Linked lists
Introduction
Linked lists are the best and simplest example of a dynamic data structure that uses pointers for its implementation. However, understanding pointers is crucial to understanding how linked lists work, so if you've skipped the pointers tutorial, you should go back and redo it. You must also be familiar with dynamic memory allocation and structures.
Essentially, linked lists function as an array that can grow and shrink as needed, from any point in the array.
Linked lists have a few advantages over arrays:
- Items can be added or removed from the middle of the list
- There is no need to define an initial size
However, linked lists also have a few disadvantages:
- There is no "random" access - it is impossible to reach the nth item in the array without first iterating over all items up until that item. This means we have to start from the beginning of the list and count how many times we advance in the list until we get to the desired item.
- Dynamic memory allocation and pointers are required, which complicates the code and increases the risk of memory leaks and segment faults.
- Linked lists have a much larger overhead over arrays, since linked list items are dynamically allocated (which is less efficient in memory usage) and each item in the list also must store an additional pointer.
What is a linked list?
A linked list is a set of dynamically allocated nodes, arranged in such a way that each node contains one value and one pointer. The pointer always points to the next member of the list. If the pointer is NULL, then it is the last node in the list.
A linked list is held using a local pointer variable which points to the first item of the list. If that pointer is also NULL, then the list is considered to be empty.
------------------------------ ------------------------------
| | | \ | | |
| DATA | NEXT |--------------| DATA | NEXT |
| | | / | | |
------------------------------ ------------------------------
Let's define a linked list node:
typedef struct node {
int val;
struct node * next;
} node_t;
Notice that we are defining the struct in a recursive manner, which is possible in C. Let's name our node type node_t
.
Now we can use the nodes. Let's create a local variable which points to the first item of the list (called head
).
node_t * head = NULL;
head = (node_t *) malloc(sizeof(node_t));
if (head == NULL) {
return 1;
}
head->val = 1;
head->next = NULL;
We've just created the first variable in the list. We must set the value, and the next item to be empty, if we want to finish populating the list. Notice that we should always check if malloc returned a NULL value or not.
To add a variable to the end of the list, we can just continue advancing to the next pointer:
node_t * head = NULL;
head = (node_t *) malloc(sizeof(node_t));
head->val = 1;
head->next = (node_t *) malloc(sizeof(node_t));
head->next->val = 2;
head->next->next = NULL;
This can go on and on, but what we should actually do is advance to the last item of the list, until the next
variable
will be NULL
.
Iterating over a list
Let's build a function that prints out all the items of a list. To do this, we need to use a current
pointer
that will keep track of the node we are currently printing. After printing the value of the node, we set the current
pointer to the next node, and print again, until we've reached the end of the list (the next node is NULL).
void print_list(node_t * head) {
node_t * current = head;
while (current != NULL) {
printf("%d\n", current->val);
current = current->next;
}
}
Adding an item to the end of the list
To iterate over all the members of the linked list, we use a pointer called current
. We set it to start from the head
and then in each step, we advance the pointer to the next item in the list, until we reach the last item.

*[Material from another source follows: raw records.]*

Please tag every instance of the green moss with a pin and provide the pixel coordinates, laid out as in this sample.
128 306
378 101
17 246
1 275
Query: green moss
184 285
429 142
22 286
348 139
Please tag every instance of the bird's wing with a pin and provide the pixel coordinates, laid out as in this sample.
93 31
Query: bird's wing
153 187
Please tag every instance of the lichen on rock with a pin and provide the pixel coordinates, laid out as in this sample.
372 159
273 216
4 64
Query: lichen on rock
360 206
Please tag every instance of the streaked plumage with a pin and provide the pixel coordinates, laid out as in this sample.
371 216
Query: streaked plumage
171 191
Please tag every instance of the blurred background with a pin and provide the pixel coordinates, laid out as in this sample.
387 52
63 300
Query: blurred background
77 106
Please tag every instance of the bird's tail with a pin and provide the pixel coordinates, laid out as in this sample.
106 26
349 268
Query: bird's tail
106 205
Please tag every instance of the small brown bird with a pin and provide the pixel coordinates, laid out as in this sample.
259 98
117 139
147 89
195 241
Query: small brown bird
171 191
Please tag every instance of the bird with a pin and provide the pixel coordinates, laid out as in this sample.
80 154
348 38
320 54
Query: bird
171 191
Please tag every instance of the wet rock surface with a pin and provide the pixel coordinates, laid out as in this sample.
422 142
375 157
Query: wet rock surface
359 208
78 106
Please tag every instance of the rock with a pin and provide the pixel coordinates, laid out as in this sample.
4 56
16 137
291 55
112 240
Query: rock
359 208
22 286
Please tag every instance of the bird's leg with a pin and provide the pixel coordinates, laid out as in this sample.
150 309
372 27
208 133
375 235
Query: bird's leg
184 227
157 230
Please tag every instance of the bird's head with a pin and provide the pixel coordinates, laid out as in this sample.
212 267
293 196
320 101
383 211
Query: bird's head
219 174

void push(node_t * head, int val) {
node_t * current = head;
while (current->next != NULL) {
current = current->next;
}
/* now we can add a new variable */
current->next = (node_t *) malloc(sizeof(node_t));
current->next->val = val;
current->next->next = NULL;
}
The best use cases for linked lists are stacks and queues, which we will now implement:
Adding an item to the beginning of the list (pushing to the list)
To add to the beginning of the list, we will need to do the following:
- Create a new item and set its value
- Link the new item to point to the head of the list
- Set the head of the list to be our new item
This will effectively create a new head to the list with a new value, and keep the rest of the list linked to it.
Since we use a function to do this operation, we want to be able to modify the head variable. To do this, we must pass a pointer to the pointer variable (a double pointer) so we will be able to modify the pointer itself.
void push(node_t ** head, int val) {
node_t * new_node;
new_node = (node_t *) malloc(sizeof(node_t));
new_node->val = val;
new_node->next = *head;
*head = new_node;
}
Removing the first item (popping from the list)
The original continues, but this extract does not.